The Saudi Telecom Company (STC) was fined $2.67 million by Saudi Arabia’s general authority of competition( GAC), media reports said. According to authorities, STC was fined for abusing its dominant position in the Saudi telecom market.
Reportedly, STC violated Article 5 of the competition law as it imposed certain conditions on sale and purchase processes with dealing with another entity and for which it was fined. It is also reported that STC appealed the decision, however, the administrative appeal court upheld the committee’s resolution on fining the Saudi-listed telecom operator.

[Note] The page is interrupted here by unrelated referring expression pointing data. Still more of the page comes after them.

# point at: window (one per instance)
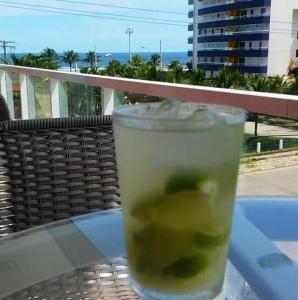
(243, 13)
(241, 61)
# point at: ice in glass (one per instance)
(177, 166)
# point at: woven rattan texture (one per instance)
(4, 112)
(55, 169)
(97, 282)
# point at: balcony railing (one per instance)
(224, 18)
(46, 93)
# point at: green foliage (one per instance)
(197, 76)
(48, 59)
(70, 57)
(227, 78)
(114, 68)
(91, 57)
(258, 83)
(278, 84)
(155, 59)
(176, 71)
(293, 86)
(136, 61)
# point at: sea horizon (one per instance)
(123, 57)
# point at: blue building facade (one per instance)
(230, 33)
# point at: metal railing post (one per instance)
(107, 101)
(6, 91)
(55, 99)
(27, 97)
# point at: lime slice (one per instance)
(202, 240)
(187, 267)
(157, 245)
(184, 181)
(145, 210)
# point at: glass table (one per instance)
(84, 258)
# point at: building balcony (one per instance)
(234, 6)
(236, 67)
(236, 52)
(232, 21)
(46, 93)
(235, 36)
(225, 18)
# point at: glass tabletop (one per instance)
(84, 258)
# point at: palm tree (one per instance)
(197, 76)
(277, 84)
(136, 61)
(50, 53)
(189, 66)
(70, 57)
(227, 78)
(114, 68)
(155, 59)
(293, 86)
(177, 70)
(48, 59)
(258, 83)
(91, 58)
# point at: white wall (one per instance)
(283, 41)
(197, 5)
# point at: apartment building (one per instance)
(252, 36)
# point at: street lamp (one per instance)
(146, 49)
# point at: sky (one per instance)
(35, 30)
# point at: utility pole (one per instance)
(95, 57)
(129, 31)
(6, 45)
(160, 54)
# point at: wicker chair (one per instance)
(4, 112)
(51, 169)
(54, 169)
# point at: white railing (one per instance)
(264, 103)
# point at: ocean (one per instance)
(123, 57)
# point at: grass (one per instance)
(288, 123)
(268, 143)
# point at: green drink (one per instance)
(178, 166)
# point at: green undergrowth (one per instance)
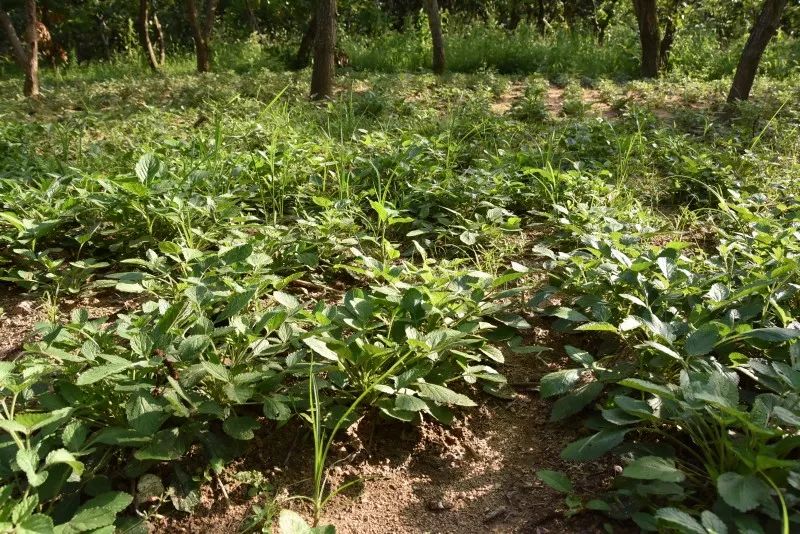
(386, 251)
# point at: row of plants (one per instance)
(98, 404)
(688, 363)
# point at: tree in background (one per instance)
(435, 24)
(26, 55)
(142, 28)
(201, 31)
(303, 57)
(324, 50)
(765, 27)
(649, 35)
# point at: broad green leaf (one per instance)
(236, 304)
(575, 401)
(95, 374)
(712, 523)
(100, 511)
(654, 468)
(559, 382)
(443, 395)
(594, 446)
(35, 524)
(555, 479)
(679, 521)
(702, 340)
(743, 492)
(319, 346)
(240, 427)
(63, 456)
(28, 461)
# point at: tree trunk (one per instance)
(303, 57)
(27, 55)
(647, 18)
(162, 47)
(144, 34)
(251, 16)
(541, 21)
(763, 30)
(604, 21)
(20, 55)
(435, 24)
(666, 43)
(324, 51)
(201, 33)
(32, 65)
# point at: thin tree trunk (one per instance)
(144, 34)
(20, 55)
(435, 24)
(763, 30)
(666, 43)
(251, 16)
(162, 47)
(303, 57)
(201, 33)
(324, 51)
(540, 18)
(32, 65)
(649, 35)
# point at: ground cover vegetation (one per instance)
(383, 249)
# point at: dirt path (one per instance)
(476, 476)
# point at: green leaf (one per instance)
(702, 340)
(559, 382)
(576, 401)
(409, 403)
(28, 461)
(35, 524)
(63, 456)
(100, 511)
(743, 492)
(654, 468)
(712, 523)
(319, 346)
(147, 167)
(95, 374)
(567, 313)
(286, 300)
(443, 395)
(218, 371)
(240, 427)
(236, 304)
(680, 521)
(594, 446)
(555, 479)
(775, 335)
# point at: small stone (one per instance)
(438, 505)
(494, 514)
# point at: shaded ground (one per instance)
(476, 476)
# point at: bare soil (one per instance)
(477, 475)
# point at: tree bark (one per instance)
(435, 24)
(649, 35)
(303, 57)
(764, 29)
(27, 55)
(32, 66)
(252, 19)
(666, 43)
(20, 54)
(324, 51)
(162, 47)
(144, 34)
(201, 32)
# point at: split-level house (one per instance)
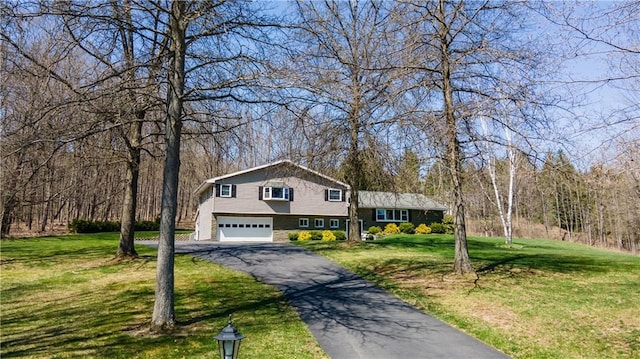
(266, 203)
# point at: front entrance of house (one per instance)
(361, 227)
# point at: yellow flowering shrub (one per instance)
(304, 236)
(422, 229)
(328, 236)
(391, 228)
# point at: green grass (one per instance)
(532, 299)
(66, 297)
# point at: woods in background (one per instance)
(83, 102)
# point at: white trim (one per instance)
(230, 187)
(267, 194)
(405, 211)
(339, 195)
(216, 179)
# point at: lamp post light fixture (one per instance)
(229, 341)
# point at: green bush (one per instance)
(422, 229)
(438, 228)
(340, 235)
(84, 226)
(327, 235)
(391, 228)
(147, 226)
(448, 219)
(407, 228)
(374, 230)
(304, 236)
(316, 235)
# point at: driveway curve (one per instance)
(349, 316)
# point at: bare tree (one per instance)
(214, 58)
(468, 60)
(345, 77)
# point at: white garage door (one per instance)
(250, 229)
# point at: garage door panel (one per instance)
(247, 229)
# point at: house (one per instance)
(266, 203)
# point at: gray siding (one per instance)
(308, 198)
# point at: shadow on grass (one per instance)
(115, 325)
(346, 314)
(489, 254)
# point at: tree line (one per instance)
(119, 109)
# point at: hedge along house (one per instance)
(266, 203)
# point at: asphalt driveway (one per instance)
(350, 317)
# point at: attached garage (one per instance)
(244, 229)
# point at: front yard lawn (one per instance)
(532, 299)
(65, 297)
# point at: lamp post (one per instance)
(229, 341)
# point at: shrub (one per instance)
(84, 226)
(438, 228)
(423, 229)
(304, 236)
(391, 228)
(374, 230)
(328, 236)
(448, 219)
(407, 228)
(340, 235)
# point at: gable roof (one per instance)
(208, 183)
(369, 199)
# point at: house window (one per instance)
(225, 190)
(392, 215)
(275, 193)
(334, 195)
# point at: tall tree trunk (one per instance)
(462, 262)
(354, 173)
(163, 318)
(126, 248)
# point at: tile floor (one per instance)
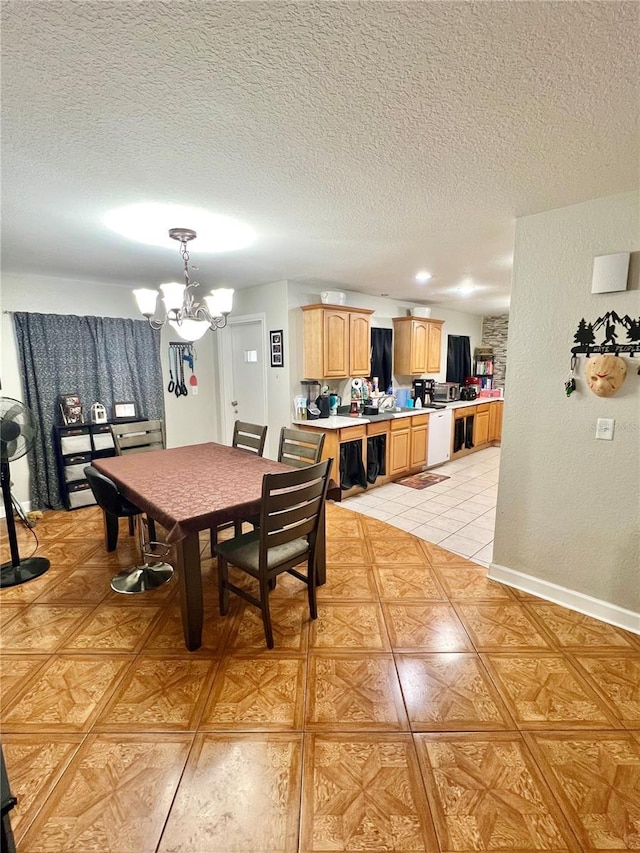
(458, 514)
(426, 709)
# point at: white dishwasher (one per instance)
(439, 437)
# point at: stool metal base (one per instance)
(142, 578)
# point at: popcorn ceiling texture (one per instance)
(363, 140)
(494, 333)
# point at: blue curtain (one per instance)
(101, 359)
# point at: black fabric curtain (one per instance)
(458, 358)
(381, 354)
(101, 359)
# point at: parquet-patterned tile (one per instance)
(572, 630)
(450, 692)
(111, 628)
(469, 582)
(431, 627)
(355, 627)
(159, 694)
(363, 793)
(544, 691)
(115, 795)
(617, 679)
(398, 551)
(408, 582)
(355, 583)
(486, 793)
(501, 627)
(596, 778)
(65, 695)
(42, 628)
(36, 763)
(256, 694)
(354, 692)
(347, 552)
(239, 792)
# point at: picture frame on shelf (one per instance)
(124, 411)
(276, 344)
(70, 409)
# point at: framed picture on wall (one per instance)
(277, 348)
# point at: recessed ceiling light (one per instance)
(150, 223)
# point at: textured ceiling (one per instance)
(362, 140)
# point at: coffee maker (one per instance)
(423, 391)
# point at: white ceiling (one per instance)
(362, 140)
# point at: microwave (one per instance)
(446, 392)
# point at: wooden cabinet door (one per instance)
(418, 447)
(433, 352)
(419, 346)
(495, 421)
(481, 428)
(359, 345)
(336, 343)
(398, 452)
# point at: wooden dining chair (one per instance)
(143, 576)
(138, 436)
(287, 536)
(249, 437)
(299, 448)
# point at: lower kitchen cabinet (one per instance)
(481, 425)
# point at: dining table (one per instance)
(194, 488)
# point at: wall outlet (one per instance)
(604, 428)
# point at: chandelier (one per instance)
(189, 318)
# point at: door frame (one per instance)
(227, 418)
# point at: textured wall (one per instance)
(568, 505)
(494, 333)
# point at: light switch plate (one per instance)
(604, 428)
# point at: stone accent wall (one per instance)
(494, 334)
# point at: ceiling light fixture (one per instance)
(189, 318)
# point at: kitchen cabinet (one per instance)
(399, 447)
(416, 345)
(337, 341)
(495, 421)
(418, 454)
(481, 425)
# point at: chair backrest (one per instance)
(106, 492)
(249, 437)
(138, 436)
(299, 448)
(291, 506)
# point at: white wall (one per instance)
(189, 420)
(271, 300)
(455, 323)
(568, 505)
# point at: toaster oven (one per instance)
(446, 392)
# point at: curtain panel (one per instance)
(101, 359)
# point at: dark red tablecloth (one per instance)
(187, 489)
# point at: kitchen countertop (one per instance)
(346, 421)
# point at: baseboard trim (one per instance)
(569, 598)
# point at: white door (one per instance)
(242, 349)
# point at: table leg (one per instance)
(188, 554)
(321, 550)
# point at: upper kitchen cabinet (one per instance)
(337, 341)
(416, 345)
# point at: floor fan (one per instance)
(18, 431)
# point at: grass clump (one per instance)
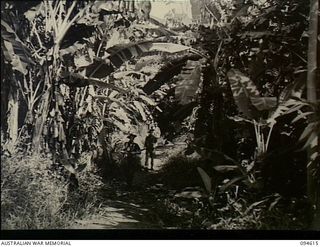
(36, 195)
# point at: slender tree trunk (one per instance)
(312, 94)
(13, 114)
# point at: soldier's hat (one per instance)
(131, 135)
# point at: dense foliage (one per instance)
(77, 77)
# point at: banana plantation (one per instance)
(160, 114)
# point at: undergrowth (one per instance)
(36, 195)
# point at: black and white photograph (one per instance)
(160, 115)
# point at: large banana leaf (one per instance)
(15, 51)
(189, 81)
(246, 94)
(167, 72)
(242, 89)
(121, 53)
(264, 103)
(206, 179)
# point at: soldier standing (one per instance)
(132, 160)
(149, 145)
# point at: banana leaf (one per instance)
(242, 89)
(121, 53)
(167, 72)
(264, 103)
(188, 83)
(205, 179)
(15, 51)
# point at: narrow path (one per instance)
(136, 209)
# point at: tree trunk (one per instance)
(13, 114)
(312, 94)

Last month, it was reported that STC agreed to sell 15 percent of its stake in its subsidiary Saudi Digital Payments Company to Western Union for $200 million.
In this regard, STC said in a bourse filing, “In the long term, the financial impact is expected to be positive. The deal has no impact on the profit or loss statement of STC,” STC. The completion of the deal is conditional upon obtaining all regulatory approvals from relevant authorities.”
Earlier this year, it was also reported that both STC and Vodafone signed a Memorandum of Understanding (MoU) for STC to acquire 55 percent in Vodafone Egypt. However, STC recently said in a statement that the MoU it had signed with Vodafone International Group had expired without the two sides reaching an agreement.
The deal would have been STC’s biggest ever and it would have valued Vodafone Egypt at around $4.4 billion. According to media reports, STC was engaged in discussion with Vodafone to subsequently reduce the $2.4 billion price agreed earlier in January for the acquisition, but no agreement was reached.